Chinese farmer finds 2000-yr-old relic, gets reward of $3330
A 47-year-old Chinese farmer, who found a 2,000-year-old musical instrument, has been rewarded with $3330, the highest monetary reward ever given to a person for voluntarily handing over cultural relics.
Zhang Zhilin, who hails from central China’s Hunan Province, found a hollow object about 30 centimetres long and weighing 1 kilogramme which resembled a spade with decorations of dots and braid patterns. “Historical artifacts were unearthed in my town in the 1950s and 1990s. Villagers believed I’d come across another treasure,” Zhang said.
He also remembered how his father found a similar object 20 years ago. Having no idea about what it might be, Zhang senior left it to his neighbour, who sold it for 8 yuan (USD 1.2) to a recycling station. But Zhang junior had always suspected the item was more significant than scrap, state-run Xinhua news agency reported. So last month, he took some pictures of the “spade” and went to the city’s cultural relics bureau. “I showed them the pictures and said it looked like something antique,” he said.

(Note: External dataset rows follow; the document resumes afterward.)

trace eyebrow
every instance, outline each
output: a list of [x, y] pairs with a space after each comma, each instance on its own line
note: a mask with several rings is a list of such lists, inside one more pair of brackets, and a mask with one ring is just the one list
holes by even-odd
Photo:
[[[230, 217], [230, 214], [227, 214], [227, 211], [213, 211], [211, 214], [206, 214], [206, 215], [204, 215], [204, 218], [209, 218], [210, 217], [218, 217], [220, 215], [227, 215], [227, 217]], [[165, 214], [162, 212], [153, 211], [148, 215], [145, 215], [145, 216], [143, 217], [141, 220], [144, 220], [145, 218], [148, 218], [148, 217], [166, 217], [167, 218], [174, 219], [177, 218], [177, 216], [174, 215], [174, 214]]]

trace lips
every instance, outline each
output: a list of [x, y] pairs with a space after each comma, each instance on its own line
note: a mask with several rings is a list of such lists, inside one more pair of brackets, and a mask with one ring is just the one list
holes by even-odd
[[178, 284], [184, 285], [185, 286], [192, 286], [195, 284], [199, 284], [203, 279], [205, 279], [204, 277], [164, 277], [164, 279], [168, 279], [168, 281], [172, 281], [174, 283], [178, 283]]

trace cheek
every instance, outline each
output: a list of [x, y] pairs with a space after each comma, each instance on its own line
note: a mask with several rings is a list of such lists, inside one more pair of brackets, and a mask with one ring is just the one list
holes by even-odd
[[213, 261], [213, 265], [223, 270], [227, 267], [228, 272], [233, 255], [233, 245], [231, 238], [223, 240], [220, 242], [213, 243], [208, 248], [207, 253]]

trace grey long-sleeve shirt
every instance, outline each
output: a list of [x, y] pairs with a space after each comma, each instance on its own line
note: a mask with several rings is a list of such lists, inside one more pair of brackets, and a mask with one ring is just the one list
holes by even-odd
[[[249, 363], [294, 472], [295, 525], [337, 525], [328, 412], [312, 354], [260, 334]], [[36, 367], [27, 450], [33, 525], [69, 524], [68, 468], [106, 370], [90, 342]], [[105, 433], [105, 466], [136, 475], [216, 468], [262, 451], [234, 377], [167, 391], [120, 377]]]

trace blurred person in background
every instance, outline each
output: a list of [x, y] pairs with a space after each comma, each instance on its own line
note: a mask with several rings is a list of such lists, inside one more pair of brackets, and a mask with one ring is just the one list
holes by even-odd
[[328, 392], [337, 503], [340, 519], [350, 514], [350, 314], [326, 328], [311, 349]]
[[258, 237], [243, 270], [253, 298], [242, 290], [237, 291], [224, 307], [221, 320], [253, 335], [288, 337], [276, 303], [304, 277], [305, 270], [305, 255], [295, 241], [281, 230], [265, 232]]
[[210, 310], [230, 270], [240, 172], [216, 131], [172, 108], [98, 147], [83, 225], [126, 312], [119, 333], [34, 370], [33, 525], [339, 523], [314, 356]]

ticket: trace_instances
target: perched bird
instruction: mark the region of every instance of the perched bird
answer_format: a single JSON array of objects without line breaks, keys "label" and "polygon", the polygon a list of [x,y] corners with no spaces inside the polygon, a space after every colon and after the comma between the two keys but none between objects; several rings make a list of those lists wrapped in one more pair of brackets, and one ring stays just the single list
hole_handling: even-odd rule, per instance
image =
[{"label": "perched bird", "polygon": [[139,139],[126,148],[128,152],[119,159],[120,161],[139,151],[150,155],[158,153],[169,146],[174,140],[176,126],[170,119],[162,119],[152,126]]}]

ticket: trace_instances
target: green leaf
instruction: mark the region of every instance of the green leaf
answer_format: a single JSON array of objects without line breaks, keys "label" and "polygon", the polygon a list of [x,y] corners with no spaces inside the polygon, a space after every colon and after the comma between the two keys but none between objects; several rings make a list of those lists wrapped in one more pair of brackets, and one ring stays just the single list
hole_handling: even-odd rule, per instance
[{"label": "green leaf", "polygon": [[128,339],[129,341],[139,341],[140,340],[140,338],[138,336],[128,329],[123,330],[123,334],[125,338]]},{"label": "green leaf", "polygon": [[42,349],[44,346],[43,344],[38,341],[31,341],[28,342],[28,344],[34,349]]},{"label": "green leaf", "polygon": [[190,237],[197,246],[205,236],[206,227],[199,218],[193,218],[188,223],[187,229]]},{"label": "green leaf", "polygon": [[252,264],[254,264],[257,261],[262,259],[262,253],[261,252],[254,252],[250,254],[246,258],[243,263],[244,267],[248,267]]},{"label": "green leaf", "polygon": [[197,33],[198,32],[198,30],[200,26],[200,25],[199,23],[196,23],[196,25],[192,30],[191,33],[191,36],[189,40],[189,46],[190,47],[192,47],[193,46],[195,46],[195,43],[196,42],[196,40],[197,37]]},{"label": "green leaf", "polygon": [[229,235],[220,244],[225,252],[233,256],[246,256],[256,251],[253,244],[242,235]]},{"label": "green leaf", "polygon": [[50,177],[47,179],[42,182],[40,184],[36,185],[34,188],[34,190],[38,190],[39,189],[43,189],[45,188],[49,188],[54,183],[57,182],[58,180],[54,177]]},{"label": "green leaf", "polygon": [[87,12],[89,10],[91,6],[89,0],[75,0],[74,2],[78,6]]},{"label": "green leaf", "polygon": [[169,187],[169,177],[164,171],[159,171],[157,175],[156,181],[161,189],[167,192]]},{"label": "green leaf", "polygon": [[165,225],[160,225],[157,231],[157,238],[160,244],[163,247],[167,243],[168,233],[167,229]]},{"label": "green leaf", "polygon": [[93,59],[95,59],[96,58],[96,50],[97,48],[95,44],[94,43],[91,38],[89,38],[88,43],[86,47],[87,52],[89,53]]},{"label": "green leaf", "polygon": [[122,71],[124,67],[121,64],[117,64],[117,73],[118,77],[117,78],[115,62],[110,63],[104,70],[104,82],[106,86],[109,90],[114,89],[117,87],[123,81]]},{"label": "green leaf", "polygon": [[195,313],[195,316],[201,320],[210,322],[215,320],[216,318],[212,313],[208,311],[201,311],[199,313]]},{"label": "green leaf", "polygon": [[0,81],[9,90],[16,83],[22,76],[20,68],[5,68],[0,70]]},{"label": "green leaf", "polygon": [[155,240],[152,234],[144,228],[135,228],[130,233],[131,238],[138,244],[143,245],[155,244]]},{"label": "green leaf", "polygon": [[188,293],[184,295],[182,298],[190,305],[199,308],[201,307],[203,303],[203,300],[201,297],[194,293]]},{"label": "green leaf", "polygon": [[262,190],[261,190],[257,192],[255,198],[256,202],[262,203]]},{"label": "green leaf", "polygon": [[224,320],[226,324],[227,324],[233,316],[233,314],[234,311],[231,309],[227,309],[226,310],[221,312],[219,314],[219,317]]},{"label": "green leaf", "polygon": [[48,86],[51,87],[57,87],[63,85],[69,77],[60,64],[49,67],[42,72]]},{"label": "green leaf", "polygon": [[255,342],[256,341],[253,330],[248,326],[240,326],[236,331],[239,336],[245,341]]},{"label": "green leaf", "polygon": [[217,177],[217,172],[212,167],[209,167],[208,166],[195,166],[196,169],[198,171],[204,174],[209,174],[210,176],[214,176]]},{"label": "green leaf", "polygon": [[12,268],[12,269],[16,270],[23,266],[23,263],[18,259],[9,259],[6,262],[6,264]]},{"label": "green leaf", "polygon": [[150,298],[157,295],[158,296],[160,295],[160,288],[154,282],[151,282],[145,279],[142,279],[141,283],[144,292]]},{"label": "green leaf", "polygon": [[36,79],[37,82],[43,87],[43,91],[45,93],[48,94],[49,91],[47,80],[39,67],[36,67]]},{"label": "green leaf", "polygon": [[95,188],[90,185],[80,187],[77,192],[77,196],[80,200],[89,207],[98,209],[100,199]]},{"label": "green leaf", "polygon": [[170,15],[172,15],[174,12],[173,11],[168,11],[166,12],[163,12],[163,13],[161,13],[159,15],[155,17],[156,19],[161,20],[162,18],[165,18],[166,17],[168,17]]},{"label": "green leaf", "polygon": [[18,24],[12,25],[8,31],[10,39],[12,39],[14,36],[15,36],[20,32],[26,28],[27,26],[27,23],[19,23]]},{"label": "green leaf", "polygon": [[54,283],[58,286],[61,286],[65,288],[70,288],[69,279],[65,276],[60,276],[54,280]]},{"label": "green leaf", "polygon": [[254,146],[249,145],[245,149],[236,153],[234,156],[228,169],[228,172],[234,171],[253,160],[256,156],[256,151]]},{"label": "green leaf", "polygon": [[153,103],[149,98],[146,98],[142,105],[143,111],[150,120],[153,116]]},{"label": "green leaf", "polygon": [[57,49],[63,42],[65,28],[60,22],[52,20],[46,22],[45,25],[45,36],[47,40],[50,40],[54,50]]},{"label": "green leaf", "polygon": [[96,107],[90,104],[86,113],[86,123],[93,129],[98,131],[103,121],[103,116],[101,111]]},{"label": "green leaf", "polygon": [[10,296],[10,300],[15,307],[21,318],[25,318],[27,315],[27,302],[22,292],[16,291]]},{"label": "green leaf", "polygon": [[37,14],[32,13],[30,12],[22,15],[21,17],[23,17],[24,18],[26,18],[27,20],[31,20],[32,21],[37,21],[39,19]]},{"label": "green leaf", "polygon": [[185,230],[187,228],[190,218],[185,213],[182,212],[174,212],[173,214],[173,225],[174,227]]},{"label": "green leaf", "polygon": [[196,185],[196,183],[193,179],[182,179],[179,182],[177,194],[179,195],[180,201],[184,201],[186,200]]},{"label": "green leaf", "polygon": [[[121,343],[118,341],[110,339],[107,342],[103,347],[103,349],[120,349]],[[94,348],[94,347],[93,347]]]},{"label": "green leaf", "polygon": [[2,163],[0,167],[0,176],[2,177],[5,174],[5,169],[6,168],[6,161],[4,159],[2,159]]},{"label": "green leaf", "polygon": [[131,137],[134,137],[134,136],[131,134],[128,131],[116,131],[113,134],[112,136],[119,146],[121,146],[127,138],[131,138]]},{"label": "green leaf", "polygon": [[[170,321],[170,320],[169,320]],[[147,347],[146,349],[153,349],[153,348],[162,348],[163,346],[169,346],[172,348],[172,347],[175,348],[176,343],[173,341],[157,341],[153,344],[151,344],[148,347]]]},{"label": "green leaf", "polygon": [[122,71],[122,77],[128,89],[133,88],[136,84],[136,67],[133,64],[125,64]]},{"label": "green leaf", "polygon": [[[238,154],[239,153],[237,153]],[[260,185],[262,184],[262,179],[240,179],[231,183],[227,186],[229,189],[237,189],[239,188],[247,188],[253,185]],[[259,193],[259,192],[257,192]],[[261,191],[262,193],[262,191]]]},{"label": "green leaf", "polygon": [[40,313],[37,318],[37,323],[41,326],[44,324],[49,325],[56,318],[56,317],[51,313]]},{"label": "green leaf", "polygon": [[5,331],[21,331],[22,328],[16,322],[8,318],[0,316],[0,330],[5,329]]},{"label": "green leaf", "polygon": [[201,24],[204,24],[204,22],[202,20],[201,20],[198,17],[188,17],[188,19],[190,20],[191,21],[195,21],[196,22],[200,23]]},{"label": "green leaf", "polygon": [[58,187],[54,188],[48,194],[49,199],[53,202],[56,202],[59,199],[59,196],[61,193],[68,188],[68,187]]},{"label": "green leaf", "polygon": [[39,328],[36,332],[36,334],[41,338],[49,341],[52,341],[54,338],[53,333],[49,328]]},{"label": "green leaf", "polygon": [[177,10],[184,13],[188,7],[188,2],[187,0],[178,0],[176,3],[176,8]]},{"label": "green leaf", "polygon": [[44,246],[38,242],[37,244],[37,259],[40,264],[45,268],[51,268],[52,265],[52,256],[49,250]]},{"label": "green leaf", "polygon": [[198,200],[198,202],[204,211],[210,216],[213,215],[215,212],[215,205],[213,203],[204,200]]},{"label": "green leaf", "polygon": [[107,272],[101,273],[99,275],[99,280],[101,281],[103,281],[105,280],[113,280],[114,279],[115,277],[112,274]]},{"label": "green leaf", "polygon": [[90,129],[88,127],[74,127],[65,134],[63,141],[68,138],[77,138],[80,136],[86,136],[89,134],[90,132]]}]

Bureau staff immediately followed Zhang to his home for an examination. Experts spent weeks examining the find before they were convinced of its age and what it was. “The bronze was then named after a very similar piece discovered earlier in the area and collected by the Xiangxi Museum. They are both from chimes dating back to the Warring States Period (447-221 BC),” Zhang Feng, head of the cultural relics bureau said.

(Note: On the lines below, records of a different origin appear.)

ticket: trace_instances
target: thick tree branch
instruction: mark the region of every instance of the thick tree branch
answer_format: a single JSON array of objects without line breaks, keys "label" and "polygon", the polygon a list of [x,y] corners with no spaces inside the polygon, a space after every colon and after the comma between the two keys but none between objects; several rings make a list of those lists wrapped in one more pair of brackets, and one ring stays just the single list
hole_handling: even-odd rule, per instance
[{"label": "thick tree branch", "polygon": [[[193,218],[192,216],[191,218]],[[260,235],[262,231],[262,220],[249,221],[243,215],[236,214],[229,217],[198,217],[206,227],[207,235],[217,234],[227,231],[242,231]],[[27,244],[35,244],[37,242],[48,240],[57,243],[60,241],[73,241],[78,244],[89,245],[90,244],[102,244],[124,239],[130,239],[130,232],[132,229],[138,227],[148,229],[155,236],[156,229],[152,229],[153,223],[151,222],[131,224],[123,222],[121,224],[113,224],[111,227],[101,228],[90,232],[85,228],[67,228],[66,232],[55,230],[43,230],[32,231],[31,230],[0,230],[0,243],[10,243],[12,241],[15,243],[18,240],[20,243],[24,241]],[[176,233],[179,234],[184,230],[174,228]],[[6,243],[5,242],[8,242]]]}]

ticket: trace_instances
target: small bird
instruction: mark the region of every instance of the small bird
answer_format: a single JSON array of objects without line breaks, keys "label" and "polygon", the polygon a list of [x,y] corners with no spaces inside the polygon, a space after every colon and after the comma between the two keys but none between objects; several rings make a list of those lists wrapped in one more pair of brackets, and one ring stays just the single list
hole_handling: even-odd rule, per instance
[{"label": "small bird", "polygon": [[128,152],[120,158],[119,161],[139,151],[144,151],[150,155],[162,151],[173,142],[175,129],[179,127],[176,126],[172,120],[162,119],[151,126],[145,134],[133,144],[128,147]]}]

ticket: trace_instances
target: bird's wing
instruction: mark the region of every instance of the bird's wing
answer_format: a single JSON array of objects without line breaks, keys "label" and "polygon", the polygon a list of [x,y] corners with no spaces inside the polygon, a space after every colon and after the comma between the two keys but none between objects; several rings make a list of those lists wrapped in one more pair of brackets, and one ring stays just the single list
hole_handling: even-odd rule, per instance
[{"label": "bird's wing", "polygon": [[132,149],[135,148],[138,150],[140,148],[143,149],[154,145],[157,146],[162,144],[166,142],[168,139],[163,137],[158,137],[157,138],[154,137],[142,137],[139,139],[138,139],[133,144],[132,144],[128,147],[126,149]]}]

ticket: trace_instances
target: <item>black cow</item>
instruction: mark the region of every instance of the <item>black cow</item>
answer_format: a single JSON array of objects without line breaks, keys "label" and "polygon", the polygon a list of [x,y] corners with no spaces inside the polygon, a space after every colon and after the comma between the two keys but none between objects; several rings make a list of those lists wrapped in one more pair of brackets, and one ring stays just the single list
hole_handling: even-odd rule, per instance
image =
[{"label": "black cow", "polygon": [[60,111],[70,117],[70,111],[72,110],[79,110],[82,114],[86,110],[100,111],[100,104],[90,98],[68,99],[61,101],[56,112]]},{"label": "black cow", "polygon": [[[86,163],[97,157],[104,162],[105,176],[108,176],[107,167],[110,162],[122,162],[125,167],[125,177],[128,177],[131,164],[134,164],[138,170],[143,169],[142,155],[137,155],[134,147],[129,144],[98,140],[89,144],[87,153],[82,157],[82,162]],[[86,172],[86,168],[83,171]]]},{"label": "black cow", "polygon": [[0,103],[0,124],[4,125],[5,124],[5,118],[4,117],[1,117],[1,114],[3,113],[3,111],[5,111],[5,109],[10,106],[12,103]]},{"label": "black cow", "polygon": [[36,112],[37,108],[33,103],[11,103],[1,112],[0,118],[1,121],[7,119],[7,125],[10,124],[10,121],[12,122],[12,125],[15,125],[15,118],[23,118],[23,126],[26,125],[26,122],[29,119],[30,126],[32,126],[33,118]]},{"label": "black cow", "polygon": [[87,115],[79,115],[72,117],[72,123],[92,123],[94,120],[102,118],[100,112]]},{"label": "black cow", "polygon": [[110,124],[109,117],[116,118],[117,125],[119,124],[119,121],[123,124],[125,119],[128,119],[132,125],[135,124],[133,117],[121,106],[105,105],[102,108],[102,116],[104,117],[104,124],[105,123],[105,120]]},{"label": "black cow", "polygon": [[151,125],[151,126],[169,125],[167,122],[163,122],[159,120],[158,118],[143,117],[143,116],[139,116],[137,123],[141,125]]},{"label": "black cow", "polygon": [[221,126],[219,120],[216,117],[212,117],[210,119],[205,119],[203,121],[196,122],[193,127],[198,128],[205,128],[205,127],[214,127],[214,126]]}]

A Chinese chime is like a drum set made of bronze. When hit with a wooden hammer, the oblate bells in different sizes hanging on a frame could make different tones. Zhang was given 20,000 yuan (USD 3330) and a certificate of honour for voluntarily reporting and handing over the treasure. The 20,000 yuan is one of the highest ever such rewards, intended to encourage people to hand in historical artifacts to authorities, the Jishou cultural relics bureau said.